Programmatic advertising has existed for more than two decades. In that time, it has delivered extraordinary scale, efficiency, and innovation. It has also accumulated layers of complexity that few participants fully understand and even fewer can clearly explain.
Despite years of standards, frameworks, and promises, the same fundamental question remains unresolved: Where does the money go? This site exists because it is no longer reasonable to treat that question as rhetorical.
The open web runs on programmatic infrastructure. Brands depend on it for reach. Publishers depend on it for revenue. And yet, economic transparency in the system still lags far behind its technical sophistication. Buyers struggle to reconcile spend with outcomes. Publishers struggle to understand why yield fluctuates. Intermediaries sit between them, often well intentioned, but structurally incentivized toward opacity.

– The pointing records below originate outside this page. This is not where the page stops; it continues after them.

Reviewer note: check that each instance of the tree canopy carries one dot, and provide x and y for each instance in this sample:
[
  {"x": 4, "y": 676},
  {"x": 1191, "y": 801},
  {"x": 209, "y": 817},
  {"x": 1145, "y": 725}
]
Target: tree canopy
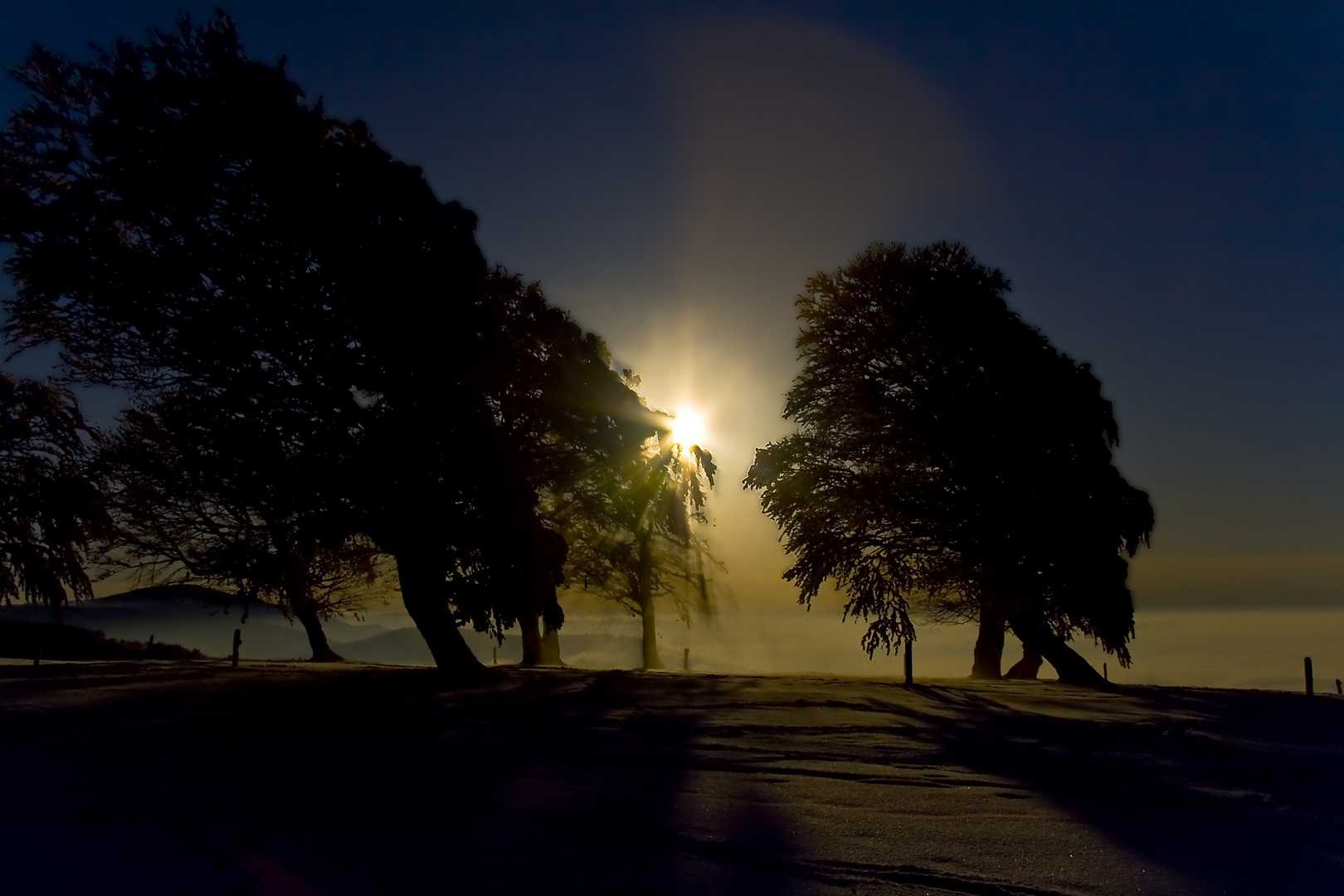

Twenty years on, we are still debating issues that should have been settled long ago. That leaves the industry with a real choice.
Either we accept that open web programmatic cannot be made economically legible and gradually retreat from it, concentrating spend in closed systems where transparency is limited but expectations are clearer.
Or we do the harder work of fixing the economics.
Fixing the economics does not mean eliminating intermediaries or simplifying the system to nostalgia. It means making incentives visible. It means aligning pricing models with value creation. It means treating media buying not as a black box optimization exercise, but as a financial system that deserves scrutiny. This site is grounded in the belief that the open web is worth fixing. Media is worth fixing.
We believe transparency is not a threat to performance. It is a prerequisite for it. We believe most value leakage is structural, not malicious. And we believe progress comes from education, standards enforcement, and better questions, not outrage. Our work focuses on agency economics, procurement design, attribution governance, supply chain transparency, and inventory quality. We write for people who control budgets, sign contracts, and carry responsibility for outcomes.
If you are comfortable with complexity but uncomfortable with ambiguity, you are in the right place. The open web does not need fewer participants. It needs clearer economics.
We are here to help make that possible.